Development portfolio
In the second quarter of 2021, Magnora announced its ambition to develop a portfolio of combined 5,000 MW of wind, solar and storage by 2025. This goal was reached in April 2023, well over two years ahead of the 2025 target date.
Based on a review of our portfolio and Magnora’s business plan, Magnora expects its development portfolio to continue its rapid growth and reach 9,000 MW* by the end of 2025. We expect most of the growth to come from onshore assets, and mainly in the solar and battery storage area.
Capital distribution
Magnora’s sound financial position and expected cashflow will allow Magnora to commence with distribution of capital to our shareholders. Magnora’s Board of Directors has authorised a cash distribution of NOK 50,000,000 (total annual number) corresponding to NOK 0.748 per share. The policy is subject to further board resolutions, as described below.

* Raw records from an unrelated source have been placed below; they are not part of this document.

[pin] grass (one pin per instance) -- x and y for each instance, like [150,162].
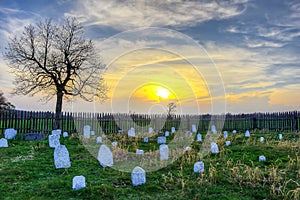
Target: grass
[27,171]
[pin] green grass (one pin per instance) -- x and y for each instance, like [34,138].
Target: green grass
[27,171]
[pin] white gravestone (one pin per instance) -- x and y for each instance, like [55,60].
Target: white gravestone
[173,130]
[199,167]
[261,139]
[54,140]
[167,133]
[3,142]
[56,132]
[65,134]
[199,137]
[227,143]
[138,176]
[262,158]
[10,133]
[131,132]
[247,134]
[146,140]
[150,130]
[105,156]
[194,128]
[164,152]
[213,129]
[86,131]
[78,182]
[61,157]
[225,133]
[99,140]
[139,152]
[214,148]
[162,140]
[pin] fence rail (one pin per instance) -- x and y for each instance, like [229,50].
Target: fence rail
[44,122]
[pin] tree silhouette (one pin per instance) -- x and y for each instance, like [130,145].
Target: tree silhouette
[56,60]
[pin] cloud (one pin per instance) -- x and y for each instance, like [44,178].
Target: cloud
[123,15]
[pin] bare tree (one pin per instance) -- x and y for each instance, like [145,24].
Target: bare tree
[4,104]
[56,59]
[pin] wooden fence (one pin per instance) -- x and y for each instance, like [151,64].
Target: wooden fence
[44,122]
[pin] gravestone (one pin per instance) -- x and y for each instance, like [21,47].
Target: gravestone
[162,140]
[199,167]
[138,176]
[56,132]
[114,144]
[61,157]
[131,132]
[150,130]
[194,128]
[86,131]
[65,134]
[139,152]
[262,158]
[146,140]
[164,152]
[225,133]
[214,129]
[227,143]
[78,182]
[10,133]
[261,139]
[105,156]
[99,140]
[3,143]
[199,137]
[167,133]
[247,134]
[173,130]
[214,148]
[54,140]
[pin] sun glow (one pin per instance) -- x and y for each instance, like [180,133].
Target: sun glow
[163,93]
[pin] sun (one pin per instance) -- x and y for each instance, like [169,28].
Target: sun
[163,93]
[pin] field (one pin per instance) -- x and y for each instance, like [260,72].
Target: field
[27,171]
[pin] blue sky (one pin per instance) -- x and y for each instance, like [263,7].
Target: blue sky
[254,44]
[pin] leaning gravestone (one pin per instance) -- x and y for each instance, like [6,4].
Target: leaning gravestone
[247,134]
[261,139]
[199,167]
[162,140]
[54,141]
[214,148]
[262,158]
[138,176]
[227,143]
[105,156]
[61,157]
[131,132]
[10,133]
[99,140]
[86,131]
[225,133]
[173,130]
[199,137]
[78,182]
[3,142]
[164,152]
[194,128]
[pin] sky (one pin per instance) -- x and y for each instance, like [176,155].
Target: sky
[237,56]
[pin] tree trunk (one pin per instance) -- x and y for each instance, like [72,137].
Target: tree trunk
[58,109]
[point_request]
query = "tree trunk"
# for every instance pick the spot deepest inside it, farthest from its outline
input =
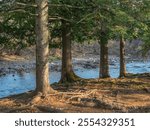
(42, 48)
(104, 65)
(67, 74)
(122, 57)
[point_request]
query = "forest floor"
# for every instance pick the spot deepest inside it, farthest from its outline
(131, 94)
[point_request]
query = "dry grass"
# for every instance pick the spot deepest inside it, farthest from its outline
(95, 95)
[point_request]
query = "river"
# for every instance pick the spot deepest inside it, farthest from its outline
(16, 83)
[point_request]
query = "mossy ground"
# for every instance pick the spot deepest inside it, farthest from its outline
(131, 94)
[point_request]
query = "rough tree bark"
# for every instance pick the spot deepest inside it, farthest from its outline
(104, 65)
(42, 48)
(122, 57)
(67, 74)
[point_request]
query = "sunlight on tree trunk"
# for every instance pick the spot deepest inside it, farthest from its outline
(104, 65)
(67, 74)
(42, 48)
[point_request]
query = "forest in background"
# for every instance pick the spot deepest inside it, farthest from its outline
(58, 24)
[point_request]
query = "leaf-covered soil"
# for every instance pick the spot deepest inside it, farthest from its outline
(131, 94)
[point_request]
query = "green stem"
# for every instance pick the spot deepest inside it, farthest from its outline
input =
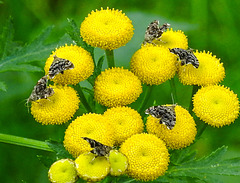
(194, 90)
(173, 92)
(110, 58)
(26, 142)
(83, 98)
(145, 98)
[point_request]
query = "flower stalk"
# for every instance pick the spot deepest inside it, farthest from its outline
(83, 98)
(26, 142)
(110, 58)
(145, 98)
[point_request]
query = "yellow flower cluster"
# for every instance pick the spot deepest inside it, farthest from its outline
(89, 125)
(209, 72)
(216, 105)
(183, 133)
(57, 109)
(117, 87)
(147, 156)
(143, 156)
(107, 29)
(153, 64)
(81, 59)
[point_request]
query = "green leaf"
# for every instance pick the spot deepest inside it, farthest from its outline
(3, 86)
(46, 160)
(58, 147)
(205, 168)
(74, 32)
(180, 156)
(35, 51)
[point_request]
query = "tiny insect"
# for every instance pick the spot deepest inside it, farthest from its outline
(59, 65)
(40, 90)
(154, 32)
(98, 148)
(166, 114)
(186, 56)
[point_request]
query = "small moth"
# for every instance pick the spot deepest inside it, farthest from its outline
(98, 148)
(186, 56)
(40, 90)
(154, 32)
(59, 65)
(166, 114)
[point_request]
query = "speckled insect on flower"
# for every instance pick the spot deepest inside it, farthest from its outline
(186, 56)
(154, 32)
(98, 148)
(40, 90)
(166, 114)
(59, 65)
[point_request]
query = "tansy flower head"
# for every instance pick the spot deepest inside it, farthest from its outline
(90, 125)
(91, 168)
(80, 58)
(182, 134)
(107, 29)
(118, 163)
(125, 121)
(117, 87)
(147, 156)
(63, 171)
(173, 39)
(216, 105)
(58, 108)
(209, 72)
(153, 64)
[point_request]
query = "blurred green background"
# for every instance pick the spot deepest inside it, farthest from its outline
(211, 25)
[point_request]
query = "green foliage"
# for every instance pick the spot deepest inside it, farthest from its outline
(20, 58)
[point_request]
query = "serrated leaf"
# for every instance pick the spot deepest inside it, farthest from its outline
(35, 51)
(3, 86)
(58, 147)
(74, 32)
(46, 160)
(206, 167)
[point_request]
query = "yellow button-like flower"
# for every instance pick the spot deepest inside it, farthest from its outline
(216, 105)
(91, 168)
(58, 108)
(63, 171)
(125, 121)
(81, 59)
(118, 163)
(117, 87)
(173, 39)
(89, 125)
(209, 72)
(107, 29)
(182, 134)
(147, 156)
(153, 64)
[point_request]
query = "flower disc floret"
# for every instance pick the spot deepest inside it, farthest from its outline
(216, 105)
(57, 109)
(117, 87)
(209, 72)
(91, 168)
(89, 125)
(173, 39)
(182, 134)
(63, 171)
(125, 122)
(118, 163)
(147, 156)
(153, 64)
(81, 59)
(107, 29)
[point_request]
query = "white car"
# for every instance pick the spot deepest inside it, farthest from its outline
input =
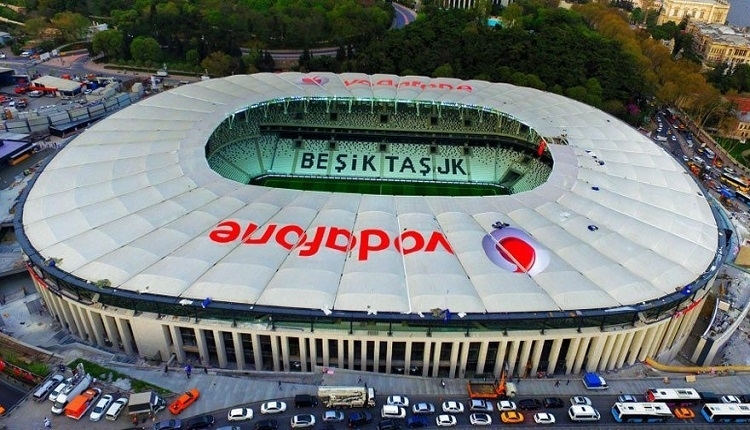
(580, 400)
(480, 419)
(480, 405)
(544, 418)
(402, 401)
(445, 420)
(303, 421)
(240, 414)
(423, 408)
(453, 407)
(272, 408)
(101, 408)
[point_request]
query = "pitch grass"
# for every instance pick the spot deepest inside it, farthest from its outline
(386, 188)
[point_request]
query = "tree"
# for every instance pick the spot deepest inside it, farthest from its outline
(72, 26)
(110, 43)
(145, 50)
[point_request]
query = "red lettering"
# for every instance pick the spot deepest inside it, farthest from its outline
(365, 246)
(332, 240)
(438, 238)
(247, 237)
(285, 231)
(225, 232)
(311, 247)
(356, 81)
(416, 238)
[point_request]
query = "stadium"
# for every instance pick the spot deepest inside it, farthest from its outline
(430, 226)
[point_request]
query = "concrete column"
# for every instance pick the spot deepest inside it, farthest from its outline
(536, 355)
(570, 357)
(581, 355)
(303, 353)
(200, 342)
(221, 348)
(464, 357)
(554, 354)
(284, 352)
(609, 343)
(275, 353)
(513, 358)
(436, 359)
(127, 342)
(257, 353)
(363, 355)
(635, 346)
(95, 322)
(482, 359)
(407, 357)
(110, 327)
(625, 347)
(326, 354)
(523, 361)
(500, 360)
(388, 357)
(179, 353)
(426, 358)
(239, 350)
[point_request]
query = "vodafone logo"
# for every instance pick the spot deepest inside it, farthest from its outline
(514, 250)
(313, 80)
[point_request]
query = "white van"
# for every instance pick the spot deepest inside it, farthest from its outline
(43, 391)
(392, 411)
(583, 413)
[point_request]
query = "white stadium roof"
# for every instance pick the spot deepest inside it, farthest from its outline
(133, 200)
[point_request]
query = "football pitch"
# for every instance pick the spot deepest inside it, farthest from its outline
(386, 188)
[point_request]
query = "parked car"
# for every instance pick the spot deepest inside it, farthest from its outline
(186, 399)
(445, 420)
(272, 408)
(101, 407)
(402, 401)
(423, 408)
(480, 419)
(302, 421)
(544, 418)
(200, 422)
(240, 414)
(529, 404)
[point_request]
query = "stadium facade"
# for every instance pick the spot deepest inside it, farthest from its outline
(587, 248)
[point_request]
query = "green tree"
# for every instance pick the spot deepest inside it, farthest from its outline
(110, 43)
(145, 50)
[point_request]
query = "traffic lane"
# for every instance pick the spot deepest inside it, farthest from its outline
(10, 394)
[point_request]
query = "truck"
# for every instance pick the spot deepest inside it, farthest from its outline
(592, 381)
(347, 397)
(82, 403)
(145, 403)
(77, 386)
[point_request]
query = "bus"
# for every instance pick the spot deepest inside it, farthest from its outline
(737, 183)
(726, 412)
(673, 396)
(652, 412)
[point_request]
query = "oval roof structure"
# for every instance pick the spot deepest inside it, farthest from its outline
(133, 200)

The size of the cash distribution will be considered each time the board approves a quarterly report, starting with Q2 in August 2023. The first tranche of 0.187 per share will be paid in August 2023, subject to board resolutions. Going forward, Magnora’s ambition is to increase this quarterly distribution in line with the growth of the company. If deemed appropriate by the Board of Directors, the quarterly review will also consider special distributions on top of the regular distribution.
To the extent possible, the cash distribution will be repayment of paid-in capital in excess of the par value of the Magnora share and not classified as regular dividend.
Share buyback program
In addition to the capital distribution program, Magnora will restart a share buyback program starting Monday 12 June. Transactions will be carried out by market purchases in accordance with the authorisation granted by the AGM on 25 April 2023. Buyback will be executed based on the market price on the Oslo Stock Exchange. The maximum consideration to be paid for shares acquired under the buyback program is NOK 45 per share and NOK 50 million in aggregate. The program will be terminated no later than 15 April 2024.

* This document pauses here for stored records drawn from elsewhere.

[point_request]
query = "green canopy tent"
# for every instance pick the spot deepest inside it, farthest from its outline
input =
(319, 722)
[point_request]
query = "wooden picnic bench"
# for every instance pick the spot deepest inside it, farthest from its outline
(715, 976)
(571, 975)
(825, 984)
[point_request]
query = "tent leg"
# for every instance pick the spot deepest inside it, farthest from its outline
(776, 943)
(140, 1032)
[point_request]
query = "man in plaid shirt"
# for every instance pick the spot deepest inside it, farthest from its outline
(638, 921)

Magnora may at any time without further notice close or suspend the program. Shares purchased under the program will be used to reduce the number of outstanding shares, for the issuing of compensation shares or other corporate purposes. The maximum number of shares purchased in any one day is limited to 50% of the average weighted daily volume of Magnora shares traded in the 20 trading days preceding the day of purchase.

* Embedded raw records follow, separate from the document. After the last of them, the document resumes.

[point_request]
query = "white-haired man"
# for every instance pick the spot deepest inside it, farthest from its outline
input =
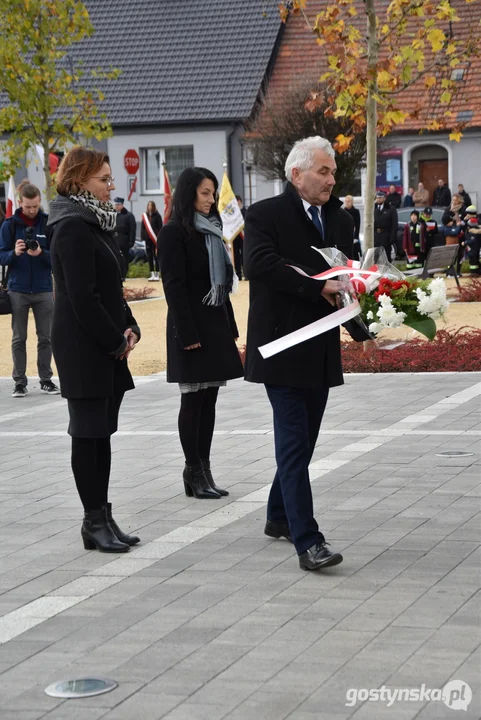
(280, 232)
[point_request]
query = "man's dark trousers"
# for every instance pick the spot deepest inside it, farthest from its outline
(297, 418)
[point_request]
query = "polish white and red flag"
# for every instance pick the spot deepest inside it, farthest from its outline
(11, 198)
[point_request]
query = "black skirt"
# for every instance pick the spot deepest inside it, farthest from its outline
(94, 417)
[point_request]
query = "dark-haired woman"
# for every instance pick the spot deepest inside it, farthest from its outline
(93, 332)
(151, 226)
(198, 277)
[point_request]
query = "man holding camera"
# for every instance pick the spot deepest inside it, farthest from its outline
(24, 248)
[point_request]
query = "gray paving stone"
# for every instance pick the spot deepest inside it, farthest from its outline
(227, 626)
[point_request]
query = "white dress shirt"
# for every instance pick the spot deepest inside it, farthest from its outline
(319, 210)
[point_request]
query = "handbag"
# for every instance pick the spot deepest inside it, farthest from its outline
(5, 302)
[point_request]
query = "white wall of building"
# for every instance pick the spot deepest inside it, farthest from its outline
(210, 151)
(464, 158)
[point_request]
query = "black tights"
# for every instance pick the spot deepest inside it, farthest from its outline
(196, 424)
(91, 469)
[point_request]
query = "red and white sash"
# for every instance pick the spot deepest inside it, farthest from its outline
(148, 227)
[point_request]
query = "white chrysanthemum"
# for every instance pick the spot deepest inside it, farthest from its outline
(433, 303)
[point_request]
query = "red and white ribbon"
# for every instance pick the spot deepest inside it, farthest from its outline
(148, 227)
(359, 280)
(358, 276)
(312, 330)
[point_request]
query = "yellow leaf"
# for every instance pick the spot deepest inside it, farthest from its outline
(456, 135)
(343, 142)
(436, 37)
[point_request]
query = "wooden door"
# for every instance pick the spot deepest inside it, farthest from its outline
(429, 173)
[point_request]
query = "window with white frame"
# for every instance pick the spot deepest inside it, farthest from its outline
(176, 160)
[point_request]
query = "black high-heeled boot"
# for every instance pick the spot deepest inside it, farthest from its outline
(97, 533)
(196, 483)
(210, 479)
(123, 537)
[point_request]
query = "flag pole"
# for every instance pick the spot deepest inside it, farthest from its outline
(230, 245)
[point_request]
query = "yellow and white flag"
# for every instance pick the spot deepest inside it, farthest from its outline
(229, 210)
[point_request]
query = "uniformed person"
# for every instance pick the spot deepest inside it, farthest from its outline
(385, 225)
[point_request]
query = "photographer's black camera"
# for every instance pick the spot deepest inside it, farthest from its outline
(30, 242)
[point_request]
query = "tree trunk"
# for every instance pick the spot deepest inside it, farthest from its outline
(371, 123)
(46, 173)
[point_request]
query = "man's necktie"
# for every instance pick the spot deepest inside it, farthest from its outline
(314, 213)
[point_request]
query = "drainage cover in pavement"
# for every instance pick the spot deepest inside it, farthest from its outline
(454, 453)
(83, 687)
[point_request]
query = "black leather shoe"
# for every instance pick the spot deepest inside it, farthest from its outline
(196, 483)
(97, 533)
(318, 557)
(123, 537)
(277, 530)
(210, 479)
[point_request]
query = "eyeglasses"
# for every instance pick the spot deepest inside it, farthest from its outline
(108, 181)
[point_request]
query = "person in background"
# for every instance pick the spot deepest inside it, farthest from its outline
(431, 230)
(457, 205)
(464, 195)
(385, 225)
(408, 199)
(356, 216)
(413, 241)
(124, 232)
(25, 249)
(198, 277)
(452, 231)
(393, 198)
(93, 333)
(472, 238)
(441, 195)
(151, 226)
(421, 196)
(239, 244)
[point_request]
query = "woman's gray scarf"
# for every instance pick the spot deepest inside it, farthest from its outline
(104, 211)
(222, 276)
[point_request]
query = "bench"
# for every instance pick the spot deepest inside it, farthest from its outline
(439, 259)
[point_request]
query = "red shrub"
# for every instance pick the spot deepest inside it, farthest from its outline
(471, 292)
(137, 293)
(450, 351)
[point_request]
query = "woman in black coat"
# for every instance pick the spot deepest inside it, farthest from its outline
(151, 226)
(198, 276)
(93, 332)
(356, 216)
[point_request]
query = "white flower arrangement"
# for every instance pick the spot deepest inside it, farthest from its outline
(387, 316)
(433, 303)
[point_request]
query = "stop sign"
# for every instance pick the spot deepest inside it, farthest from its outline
(131, 161)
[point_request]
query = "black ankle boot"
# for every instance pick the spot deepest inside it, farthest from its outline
(210, 479)
(196, 483)
(97, 533)
(123, 537)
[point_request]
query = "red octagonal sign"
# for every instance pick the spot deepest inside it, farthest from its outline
(131, 161)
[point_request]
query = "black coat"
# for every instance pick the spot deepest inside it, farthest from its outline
(385, 226)
(90, 313)
(441, 196)
(184, 266)
(156, 222)
(356, 216)
(278, 233)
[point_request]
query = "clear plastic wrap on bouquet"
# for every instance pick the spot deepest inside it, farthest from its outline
(364, 274)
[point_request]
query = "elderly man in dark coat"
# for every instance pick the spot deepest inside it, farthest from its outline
(280, 232)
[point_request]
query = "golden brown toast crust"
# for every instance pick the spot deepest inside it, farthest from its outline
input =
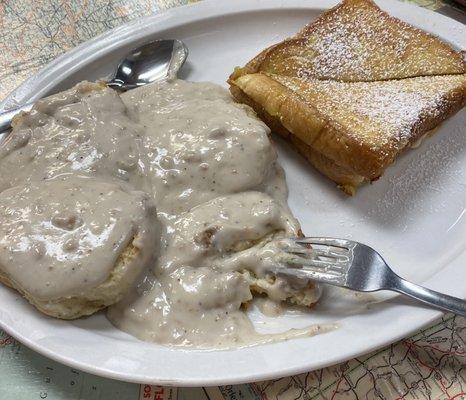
(349, 123)
(346, 180)
(353, 89)
(357, 41)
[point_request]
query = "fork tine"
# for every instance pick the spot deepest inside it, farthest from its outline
(317, 252)
(341, 243)
(311, 274)
(317, 264)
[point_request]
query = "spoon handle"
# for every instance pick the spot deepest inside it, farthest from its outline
(6, 117)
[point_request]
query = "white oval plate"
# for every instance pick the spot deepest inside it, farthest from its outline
(415, 214)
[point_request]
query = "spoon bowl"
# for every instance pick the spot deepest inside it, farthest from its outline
(160, 59)
(153, 61)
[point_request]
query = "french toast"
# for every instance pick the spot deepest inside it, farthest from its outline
(357, 41)
(351, 116)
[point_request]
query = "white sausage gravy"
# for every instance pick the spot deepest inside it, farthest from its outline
(182, 155)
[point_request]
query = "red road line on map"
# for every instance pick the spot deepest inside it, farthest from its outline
(456, 353)
(6, 341)
(444, 389)
(338, 385)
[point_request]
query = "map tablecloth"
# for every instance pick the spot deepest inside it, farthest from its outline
(431, 365)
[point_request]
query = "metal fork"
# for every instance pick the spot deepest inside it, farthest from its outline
(354, 266)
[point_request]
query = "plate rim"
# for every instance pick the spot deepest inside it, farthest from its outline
(168, 19)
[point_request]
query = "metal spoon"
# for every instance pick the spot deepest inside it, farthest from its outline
(160, 59)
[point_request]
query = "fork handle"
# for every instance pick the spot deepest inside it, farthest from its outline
(431, 297)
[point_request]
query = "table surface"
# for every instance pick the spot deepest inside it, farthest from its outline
(429, 365)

*Further on capacity accounting
All figures on the development portfolio are net to Magnora, that is Magnora’s ownership share multiplied by the capacity of any given asset.
The target includes assets and projects that are sold in the period. Magnora may do farm-downs in projects before they reach “ready to build” status.
Magnora strives to be conservative in its portfolio estimate counting assets with signed land agreements and a reasonable prospect for grid connection.
Disclaimer: The message contains forward looking statements and is subject to the same disclaimer as our Q1 report.